Simple PAL (S-PAL) colour decoder:
Block diagram of S-PAL colour decoder is shown in the figure below:
• Chroma signal (C) is extracted from CCVS signal with the help of bandpass filters and amplifiers in stages, BPA-I and BPA-II.
• Chroma signal is duly amplified by bandpass filters and is fed to two detectors (BM-I and BM-II) of the balanced modulator type.
• The subcarrier generator generates 4.43MHz signal which is correctly synchronized to the one used in the transmitter with the help of colour burst (CB) signal and automatic frequency and phase control circuit (AFPC).
• The CB signal is separated out from the CCVS signal by a CB separator stage which uses a class C amplifier.
• The subcarrier signal also is fed to two balanced modulators (BM-I and BM-II). To BM-I, it goes with zero phase but to BM-II its phase changes by 90 degree for out line and -90 degree for the next line with the help of an automatic electronic switch controlled by pulses produced by a bi-stable multi-vibrator.
• The detection is synchronous or coherent.

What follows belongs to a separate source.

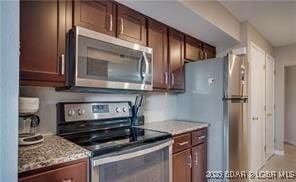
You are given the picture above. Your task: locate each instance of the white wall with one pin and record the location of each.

Hence BM-I detector detects U signal as phase of U as well of the subcarrier is zero. It does not detect V signal because V signal’s phase is 90 degree.
• V signal is detected by BM-II detector because the phase of V as well as of the subcarrier is 90 degree. Thus BM-I detector gives U and BM-II detector gives V at their respective outputs.
• These signals are de-weighted to the original colour difference signals (B-Y) and (R-Y) by using amplifiers. The third colour difference signal G-Y is obtained by the respective matrix using the following relation:
0.59 (G-Y) + 0.3 (R-Y) + 0.11 (B-Y) = 0
• The three colour difference signals are fed to the adders along with Y signal from the delay line of video section. Addition of Y to colour difference signals gives R, G and B signals.
The problem of cross-interference between U and V signals in the coherent detector’s output is solved by using a delay circuit before the BM detectors as shown in the circuit given in the figure below. This circuit is called D-PAL decoder circuit and is used in all modern PAL receivers. D stands for delay line used to delay the signal by 64µs.
• Deflection circuits for colour receiver are similar to that in a monochrome system except that additional currents for removing pincushion effect are made available for the deflection yoke.
• Colour picture tube required for this section is totally different from the monochrome picture tube.
• The three signals duly amplified are fed to the input of the three electron guns of the colour picture tube.
• The three beams coming out of the electron guns get intensity modulated by the three colour signals and glow the three phosphor dots (in delta picture tube) or three stripes (in PIL picture tube).
• The eye preforms additive mixing of the three colours and therefore sees the original colour of the picture which has been transmitted.